Word Wrap¶
Split a string at a given width without breaking words, the same line-wrapping logic used when formatting text for terminal UIs or pre-processing input for NLP tokenizers.
Problem¶
Given a string and a character limit, split the text into lines where no line exceeds the limit. Words must not be broken mid-way; if a word doesn't fit on the current line, start a new one.
Input: "The quick brown fox", limit 12
Output: ["The quick", "brown fox"]
Approach¶
- Split the text into words.
- Maintain a running line. For each word, check if appending it (plus a space) would exceed the limit.
- If it fits, append. If not, flush the current line to the result and start a new line with the current word.
- After the loop, flush any remaining text.
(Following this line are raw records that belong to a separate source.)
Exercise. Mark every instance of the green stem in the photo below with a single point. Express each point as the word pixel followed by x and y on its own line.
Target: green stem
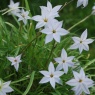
pixel 22 79
pixel 30 83
pixel 67 3
pixel 29 44
pixel 79 22
pixel 51 52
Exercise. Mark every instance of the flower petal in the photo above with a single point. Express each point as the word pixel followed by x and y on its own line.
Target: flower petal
pixel 56 37
pixel 59 59
pixel 44 80
pixel 76 39
pixel 51 67
pixel 58 73
pixel 59 67
pixel 46 31
pixel 48 38
pixel 64 54
pixel 52 82
pixel 58 80
pixel 45 73
pixel 72 82
pixel 84 35
pixel 40 24
pixel 85 89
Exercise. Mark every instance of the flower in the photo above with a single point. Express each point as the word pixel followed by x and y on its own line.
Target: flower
pixel 82 42
pixel 15 61
pixel 64 61
pixel 93 10
pixel 51 75
pixel 51 11
pixel 53 30
pixel 23 16
pixel 5 88
pixel 42 19
pixel 80 2
pixel 14 7
pixel 80 82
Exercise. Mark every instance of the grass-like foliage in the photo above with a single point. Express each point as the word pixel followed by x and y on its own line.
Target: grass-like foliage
pixel 38 56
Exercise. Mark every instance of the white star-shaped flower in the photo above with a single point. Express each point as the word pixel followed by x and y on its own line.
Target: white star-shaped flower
pixel 42 19
pixel 82 42
pixel 51 76
pixel 14 7
pixel 54 30
pixel 80 2
pixel 93 10
pixel 80 82
pixel 15 61
pixel 23 15
pixel 5 88
pixel 64 61
pixel 51 11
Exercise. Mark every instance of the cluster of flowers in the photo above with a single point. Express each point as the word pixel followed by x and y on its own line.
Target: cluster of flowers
pixel 53 30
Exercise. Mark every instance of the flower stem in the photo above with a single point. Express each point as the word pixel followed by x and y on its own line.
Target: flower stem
pixel 66 4
pixel 79 22
pixel 51 52
pixel 29 44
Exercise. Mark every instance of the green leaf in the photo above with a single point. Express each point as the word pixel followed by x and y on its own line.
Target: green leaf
pixel 30 83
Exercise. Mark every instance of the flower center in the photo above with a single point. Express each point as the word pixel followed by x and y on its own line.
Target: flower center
pixel 63 61
pixel 54 31
pixel 15 60
pixel 51 75
pixel 80 41
pixel 23 15
pixel 45 20
pixel 80 80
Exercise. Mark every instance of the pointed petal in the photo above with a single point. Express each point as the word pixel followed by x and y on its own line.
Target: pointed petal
pixel 76 39
pixel 37 18
pixel 74 46
pixel 51 68
pixel 84 35
pixel 59 59
pixel 62 31
pixel 65 67
pixel 72 82
pixel 8 89
pixel 64 54
pixel 40 24
pixel 52 82
pixel 76 75
pixel 79 3
pixel 49 6
pixel 85 89
pixel 16 66
pixel 56 8
pixel 59 67
pixel 48 38
pixel 82 73
pixel 70 64
pixel 86 47
pixel 88 41
pixel 45 73
pixel 11 59
pixel 77 89
pixel 46 31
pixel 85 3
pixel 56 37
pixel 58 80
pixel 58 73
pixel 81 47
pixel 44 80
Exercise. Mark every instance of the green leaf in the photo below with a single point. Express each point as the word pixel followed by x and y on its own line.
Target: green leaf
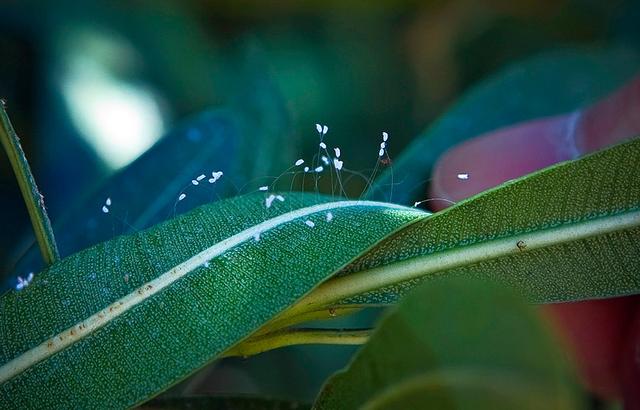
pixel 549 84
pixel 117 323
pixel 457 343
pixel 222 403
pixel 568 232
pixel 146 192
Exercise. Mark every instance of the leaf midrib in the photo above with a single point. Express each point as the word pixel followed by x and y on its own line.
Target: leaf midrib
pixel 87 326
pixel 357 283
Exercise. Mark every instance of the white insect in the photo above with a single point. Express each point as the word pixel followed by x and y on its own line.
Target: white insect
pixel 23 283
pixel 269 200
pixel 217 175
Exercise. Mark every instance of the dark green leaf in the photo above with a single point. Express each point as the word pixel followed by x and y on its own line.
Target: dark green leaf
pixel 568 232
pixel 222 403
pixel 455 344
pixel 119 322
pixel 549 84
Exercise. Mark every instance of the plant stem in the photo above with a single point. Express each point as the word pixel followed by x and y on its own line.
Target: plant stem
pixel 32 197
pixel 289 337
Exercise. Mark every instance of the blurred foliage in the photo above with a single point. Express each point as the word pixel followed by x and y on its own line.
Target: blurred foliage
pixel 359 67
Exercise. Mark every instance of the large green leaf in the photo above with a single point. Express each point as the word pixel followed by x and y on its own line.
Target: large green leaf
pixel 456 344
pixel 549 84
pixel 146 192
pixel 119 322
pixel 568 232
pixel 123 320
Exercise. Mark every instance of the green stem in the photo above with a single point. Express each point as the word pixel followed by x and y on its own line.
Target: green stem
pixel 289 337
pixel 32 197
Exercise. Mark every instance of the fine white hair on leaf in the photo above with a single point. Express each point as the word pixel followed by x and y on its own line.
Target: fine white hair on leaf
pixel 269 201
pixel 217 175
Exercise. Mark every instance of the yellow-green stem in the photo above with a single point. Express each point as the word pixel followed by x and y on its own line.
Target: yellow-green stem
pixel 32 197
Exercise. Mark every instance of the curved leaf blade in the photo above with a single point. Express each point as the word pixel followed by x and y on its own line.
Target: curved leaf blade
pixel 456 343
pixel 225 139
pixel 549 84
pixel 119 322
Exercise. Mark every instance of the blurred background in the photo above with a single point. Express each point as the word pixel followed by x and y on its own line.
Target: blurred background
pixel 91 85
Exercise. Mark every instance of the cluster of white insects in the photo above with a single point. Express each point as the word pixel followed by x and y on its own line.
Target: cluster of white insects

This is a single-pass greedy algorithm, no backtracking needed.
Implementation¶
def word_wrap(text, limit):
words = text.split(" ")
lines = []
current = ""
for word in words:
new_len = len(word) if not current else len(current) + len(word) + 1
if new_len > limit:
if current:
lines.append(current)
current = word
else:
current = f"{current} {word}".strip()
if current:
lines.append(current)
return lines
text = "The quick brown fox"
assert word_wrap(text, 12) == ["The quick", "brown fox"]
Complexity¶
- Time: O(n), single pass over all characters
- Space: O(n), storing the output lines
Takeaway¶
Word wrapping is a greedy interval-packing problem. The same pattern shows up when chunking documents for retrieval-augmented generation (RAG), you want to split text at natural boundaries without exceeding a token budget.